Writing and Citation
Using the work, words, opinions, theories, or ideas of others without properly giving credit is plagiarism. To avoid plagiarism, you must be diligent to use quotations and cite your sources. Paraphrasing is acceptable but still requires citation and changes from the original must be significant enough to take on your personal writing style (that is, it must 'sound' like you).
Citing Your Sources
Whenever you use words from another person or source you must give credit to the originator.
Whenever you utilize, suggest, or refer to an idea, opinion, theory, or concept from another source, you must give credit to that source.
Whenever you cite sources, you should provide all of the information about your source that is required by the type of citation style you are using.
Quoting Your Sources
Whenever you use someone's words exactly as they were pronounced or written, you must put those words in quotation marks.
Changing only a few words does not avoid plagiarism. Either use the exact phrase with quotation marks or rewrite the phrase entirely.

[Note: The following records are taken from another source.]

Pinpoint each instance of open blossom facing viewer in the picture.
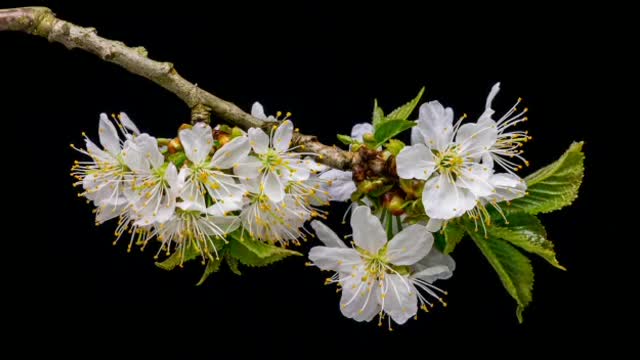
[309,206,455,326]
[397,83,526,220]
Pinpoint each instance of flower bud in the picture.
[382,191,404,216]
[167,138,182,154]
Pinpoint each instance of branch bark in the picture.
[0,7,357,170]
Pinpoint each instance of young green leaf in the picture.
[225,254,242,276]
[442,223,465,254]
[337,134,359,145]
[373,120,416,147]
[467,226,533,323]
[507,142,584,214]
[228,232,302,266]
[371,99,385,129]
[384,139,405,156]
[196,254,223,286]
[387,86,424,120]
[488,213,566,270]
[156,246,200,271]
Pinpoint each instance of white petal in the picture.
[262,171,284,203]
[411,248,456,283]
[351,123,374,142]
[273,120,293,153]
[457,164,494,197]
[351,206,387,255]
[122,139,151,174]
[396,144,436,180]
[320,169,357,201]
[133,134,164,169]
[251,101,267,120]
[478,82,500,124]
[118,112,140,136]
[427,218,444,233]
[422,175,477,220]
[233,155,262,179]
[210,136,251,169]
[387,224,433,265]
[200,216,240,236]
[456,120,498,160]
[98,113,120,156]
[489,174,527,201]
[311,220,347,248]
[380,274,418,325]
[309,246,362,272]
[248,128,269,154]
[417,101,453,151]
[179,122,213,164]
[340,267,381,321]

For original research papers, quoting extensively from another source is generally not appropriate. Please consult with your professor if you are unsure about quotation length.
For more information see:
Avoiding plagiarism requires the use of a consistent citation style. While there are many different citation style guides (e.g., MLA, APA, Chicago), the Seminary expects students to follow Turabian:
Kate L. Turabian, A Manual for Writers of Research Papers, Theses, and Dissertations (revised by Wayne C. Booth Gregory G. Colomb, Joseph M. Williams, and the University of Chicago Press editorial staff; 8th Edition; University of Chicago Press, 2013).